La storia inizia quando i Caputo, accusati di incapacità manageriale, dichiarano bancarotta e non pagano i creditori. Questo episodio ha attirato l’attenzione del programma televisivo “Le Iene”, che ha realizzato un servizio su di loro.
Nicola Caputo ha cosi tentato di rifarsi con la politica e con una botta di fortuna, ha intrapreso una carriera politica nel Partito Democratico, divenendo parlamentare europeo, fallisce anche politicamente tanto da non essere rieletto. Poi, alla vigilia delle elezioni regionali e con i Caputo a secco e a corto di soldi, entra in scena la figura di Cesaro.
I Caputo, insieme a questo Cesaro e ad altri soggetti locali vicini a qualche esponente della camorra casalese, costituiscono diverse società, ed iniziano anche la produzione di mascherine e altri generi di forniture. Durante questo periodo, Nicola diventa assessore regionale mentre la loro cantina andava all’asta.
Le loro attività proseguono anche con la cantina all’asta, inclusa la produzione di mascherine, grazie all’aiuto degli amici dell’ASL. Ma dove continuano queste attività e produzioni? Nella stessa cantina che è andata all’asta!
Successivamente, girano tutto su Cesaro ed, attraveso un’operazione complessa, riacquisiscono anche la cantina dall’asta sempre tramite Cesaro.
Ora bisogna dire che il Cesaro è il suocero di Amente Cosimo, capogruppo di Fratelli d’Italia in Regione.

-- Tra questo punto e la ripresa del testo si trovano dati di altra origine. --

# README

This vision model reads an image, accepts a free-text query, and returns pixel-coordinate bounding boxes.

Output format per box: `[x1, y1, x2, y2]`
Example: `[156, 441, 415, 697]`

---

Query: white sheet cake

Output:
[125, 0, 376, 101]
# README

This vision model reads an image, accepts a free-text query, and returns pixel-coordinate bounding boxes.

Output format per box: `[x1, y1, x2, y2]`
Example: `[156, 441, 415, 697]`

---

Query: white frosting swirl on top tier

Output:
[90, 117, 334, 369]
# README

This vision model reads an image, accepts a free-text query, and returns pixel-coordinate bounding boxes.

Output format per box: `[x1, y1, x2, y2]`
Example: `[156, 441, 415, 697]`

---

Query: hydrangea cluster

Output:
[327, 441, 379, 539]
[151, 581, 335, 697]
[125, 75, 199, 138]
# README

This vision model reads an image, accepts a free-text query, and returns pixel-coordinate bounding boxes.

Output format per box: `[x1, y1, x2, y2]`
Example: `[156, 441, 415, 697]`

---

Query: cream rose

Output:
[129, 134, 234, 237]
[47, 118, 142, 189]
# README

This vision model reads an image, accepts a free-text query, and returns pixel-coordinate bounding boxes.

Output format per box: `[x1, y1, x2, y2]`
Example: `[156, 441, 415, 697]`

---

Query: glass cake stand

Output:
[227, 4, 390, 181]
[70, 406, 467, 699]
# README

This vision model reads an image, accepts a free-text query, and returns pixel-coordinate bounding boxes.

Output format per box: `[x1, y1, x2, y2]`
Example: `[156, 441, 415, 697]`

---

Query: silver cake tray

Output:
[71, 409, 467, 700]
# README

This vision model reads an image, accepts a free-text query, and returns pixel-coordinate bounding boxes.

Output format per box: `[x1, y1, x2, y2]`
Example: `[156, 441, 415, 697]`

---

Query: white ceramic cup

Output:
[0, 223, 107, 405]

Questa situazione di trasversalismo ed interessi bipartisan ha portato a un diffuso clima di sospetto di corruzione e di legami camorristici, di tangenti , mazzette e camorra. Osservatori e commentatori si domandano ora come una famiglia fallita si sia potuta salvare sfruttando la politica giocando su più fronti, e come dei delinquenti truffaldini passino per persone perbene. Le forze dell’ordine e la magistratura sono ora chiamate a fare luce su questa intricata rete di interessi.
In questa intricata trama, una cosa è certa: sui Caputo non si può avere intenzione di restare in silenzio, e le forze dell’ordine dovranno fare i conti con un caso di grande complessità che potrebbe avere implicazioni su larga scala. Ora la palla passa alla magistratura.